Thursday, 26 September 2019
DANCE REVIEW: Wasteland - Northern Stage - Newcastle-Upon-Tyne
Wasteland is the sequel to Clarke’s most recent production Coal. Coal portrayed the struggle of mining communities during one of the UK’s most infamous political battles in recent history, the miners’ strike of 1984/5. Both pieces come from a personal place as Clarke grew up in the mining village of Grimethorpe and personally witnessed the downfall of the Grimethorpe Colliery in 1994. He saw first-hand the reality of life as a pitman and how that crumbled following the upheaval. It was in fact Gary’s older brother David who inspired the creation of the sequel. During one of the post-show discussions whilst on tour with Coal, a man asked Gary “What about us Gary? What about the next generation?” It was David. He had been a raver in his teenage years and thus the premise was born. Wasteland continues to follow lead dancer Alistair Goldsmith’s character from Coal and explores how his generation gave exhaustedly into submission whilst that of his son rebelled.

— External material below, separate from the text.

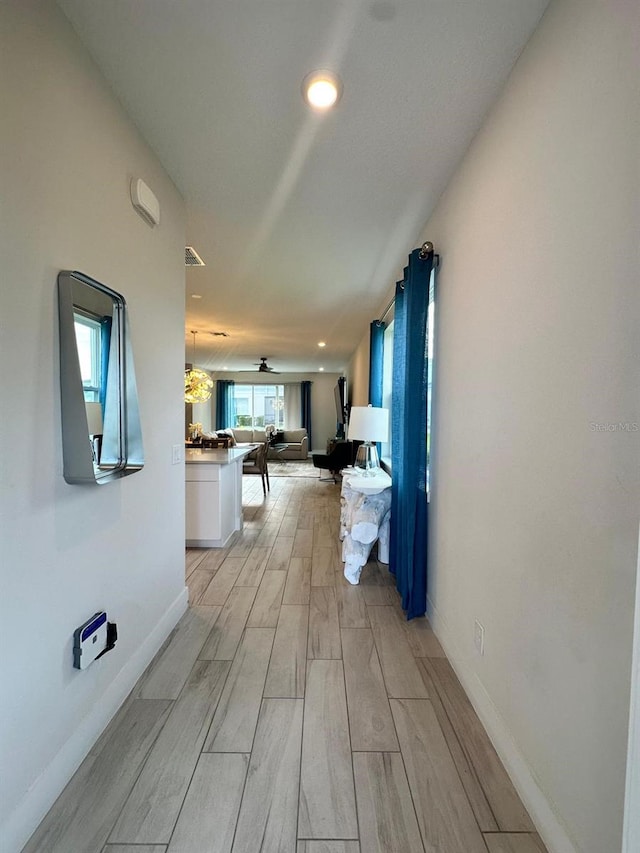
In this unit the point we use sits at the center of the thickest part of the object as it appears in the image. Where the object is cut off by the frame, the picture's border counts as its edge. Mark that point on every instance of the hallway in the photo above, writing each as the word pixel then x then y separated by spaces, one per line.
pixel 291 712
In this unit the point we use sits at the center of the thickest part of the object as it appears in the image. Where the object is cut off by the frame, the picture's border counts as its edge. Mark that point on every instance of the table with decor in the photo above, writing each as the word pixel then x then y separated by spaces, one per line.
pixel 364 518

Wasteland is in every way the perfect balance. It seamlessly blends rave movement with contemporary dance in such a way that it does not simply feel like one is paying to see what you could see in any nightclub but simultaneously remains true to the original movement language. The dancers' training and expertise is apparent, yet it is also apparent that their characters are normal people who are raving rather than dancers who are raving. This is best displayed in the fight scene which merges all the control and grace of the dancers' movements with the fury of their characters. They remain perfectly synchronised; their movements are immaculately precise and thrum with intense energy. It is a true feat of endurance. This is, in part, how they so successfully create the illusion that it is 5000 people dancing in a derelict warehouse when in reality there are only 5 people on stage. Credit must also be given to the creative team (Lighting & video design: Charles Webber and Set & Costume design: Ryan Dawson Laight), who so effectively cut the stage to make this atmosphere possible.

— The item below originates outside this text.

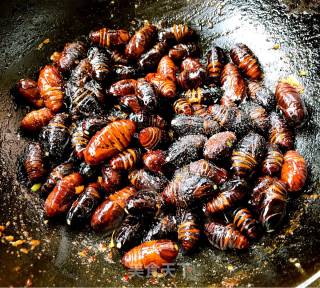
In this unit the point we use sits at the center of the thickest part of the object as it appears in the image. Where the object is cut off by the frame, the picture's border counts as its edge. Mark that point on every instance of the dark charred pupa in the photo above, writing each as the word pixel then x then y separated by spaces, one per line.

At the heart of the production, Wasteland is a community show. It is about the destruction of one community and how the youth attempted to combat this by creating their own, but it is made unique to each venue’s community by the involvement of local musicians. It is a full circle in multiple senses: the Thatcher government shut down the mining community and so the rave community was born and it subsequently shut that down also, but now Clarke is returning the Rave movement to the people and places that created it. It allows each audience to in some way feel that the show is theirs, whether they have connections to the former mining community or not; a slice of home on stage.
A truly exhilarating viewing, Wasteland tells a raw human narrative through an intense but still somehow real form of movement. Clarke revealed that the third instalment of the trilogy will be completed in a few years and will explore Section 28 and the government's handling of the gay community in the 1980s. Expect big things, if it is anything like Wasteland then it is sure to be a must-see show.